An estimated approximately 2% of the population of Western nations has a peanut allergy. However, the prevalence in the paediatric population is likely to be higher with one study of 3218 finding that 24.8% had a childhood peanut allergy. The presence of a peanut allergy has the potential to cause life-threatening reactions and elicit anaphylaxis in both children and adults. While the standard approach for those with a peanut allergy is allergen avoidance and the use of adrenaline auto-injection as a treatment for any allergic reactions following accidental ingestion, a peanut allergen powder, Palforzia, has been approved for use in the EU since 2020. Palforzia contains peanut protein as a defatted powder and has a marketing authorisation for the treatment of patients aged 4 to 17 years with a confirmed diagnosis of childhood peanut allergy. Treatment with Palforzia is a form of oral immunotherapy that involves ingesting, small and controlled amounts of peanut protein with the aim of desensitising children and ultimately reducing the risk of life-threatening allergic reactions. However, continued treatment is required because once therapy is discontinued, reactivity to peanuts reoccurs.
The efficacy of Palforzia in childhood peanut allergy has been demonstrated in two Phase III randomised, controlled trials. In the first trial (PALISADE), 67% of participants who received Palforzia were able to ingest a dose of 600mg of peanut protein without any problems, compared to 4% of those assigned to placebo. In the second and more recent trial (ARTEMIS), 58% of those given Palforzia could tolerate 1000mg of peanut protein without problems compared with only 2% in the placebo group.
The same group have now reported follow-up data for patients who completed the PALISADE study in an open-label extension study. Individuals with childhood peanut allergy received 300mg/day for either 1.5 years (group A) or a total of 2 years (Group B). The primary outcome of the trial was a double-blind, placebo-controlled food challenge (DBPCFC), which involves supervised and gradual ingestion of the suspected food allergen (peanuts) disguised or hidden in another food.
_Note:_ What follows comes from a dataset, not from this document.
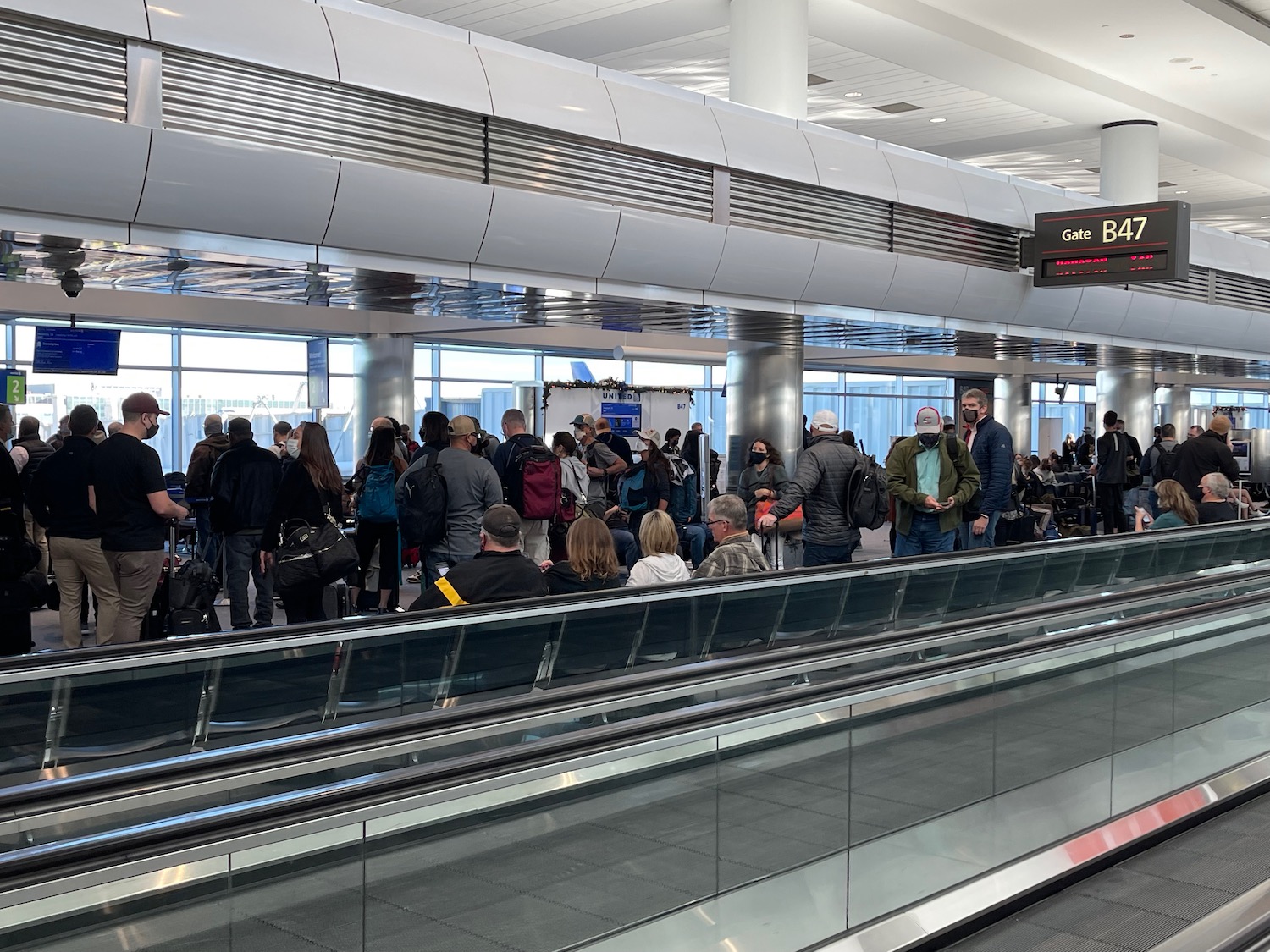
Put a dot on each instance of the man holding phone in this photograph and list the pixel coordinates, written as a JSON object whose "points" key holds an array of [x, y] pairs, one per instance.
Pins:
{"points": [[931, 476]]}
The extension study included 142 participants aged 4–17 years (110 in Group A). The median age of group A was 10 years (52.7% male) whereas the median age of group B was 8 years (56.2% male). The percentage of participants able to tolerate the highest DBPCFC (2000mg peanut protein) and without any dose-limiting symptoms was 80.8% in group B compared with 48.1% in group A. In addition, the proportion of individuals requiring adrenaline as a rescue medication was 24% (group A) and only 3.8% (group B).
The researchers described how the data indicated that the extent of desensitisation to childhood peanut allergy was clearly time-dependent in how efficacy appeared to increase over time. They concluded that longer-term data will be captured from this ongoing study to determine whether continued therapy improves DBPCFC response.